The legal claims of the "re-sequencing" class target the alleged overcharging of overdraft fees for over a million different Wells Fargo customers (Dkt. No. 285, Exh. A at 37-38). All members of the "re-sequencing" class were charged overdraft fees due to defendant's accused high-to-low posting of transactions. The fees themselves, however, were only around $ 34 each. Given this backdrop, it cannot be disputed that a denial of class-certification would close the door of justice to a staggering amount of claimants. The deterrent value of class litigation and the desirability of providing recourse for the injured consumer who would otherwise be financially incapable of bringing suit clearly render the class action a viable and important mechanism in challenging an alleged fraud on the public.
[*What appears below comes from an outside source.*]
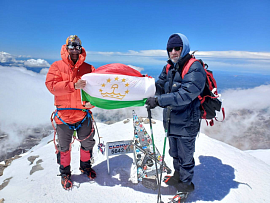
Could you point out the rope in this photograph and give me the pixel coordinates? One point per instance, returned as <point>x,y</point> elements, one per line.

This is especially important here, where the allegedly unlawful practice disproportionately gouges those who maintain, due to choice or (more likely) financial hardship, a shallow amount of funds in their checking accounts.
On the other hand, this order must give full consideration to whether plaintiffs' revised damages study is sufficient to establish class-wide proof of actual injury and/or damages for each absent class member. Otherwise, Rule 23 would be used to truncate the required substantive elements of proof by each claimant in violation of the Rules Enabling Act, 28 U.S.C.2071-77. Having considered the various limitations inherent in Wells Fargo's transaction data (discussed in detail by this order), and the fact that proving actual injury if suits were brought individually would still require the same types of assumptions made by Olsen in his report, this order [sic] finds that plaintiffs have presented sufficient class-wide proof of actual injury to survive defendant's motion for decertification. Given this showing, there is no question that common questions predominate in this action. As such, defendant's motion for class decertification is DENIED.
See Gutierrez, 2010 U.S. Dist. LEXIS 29117, at 40-41.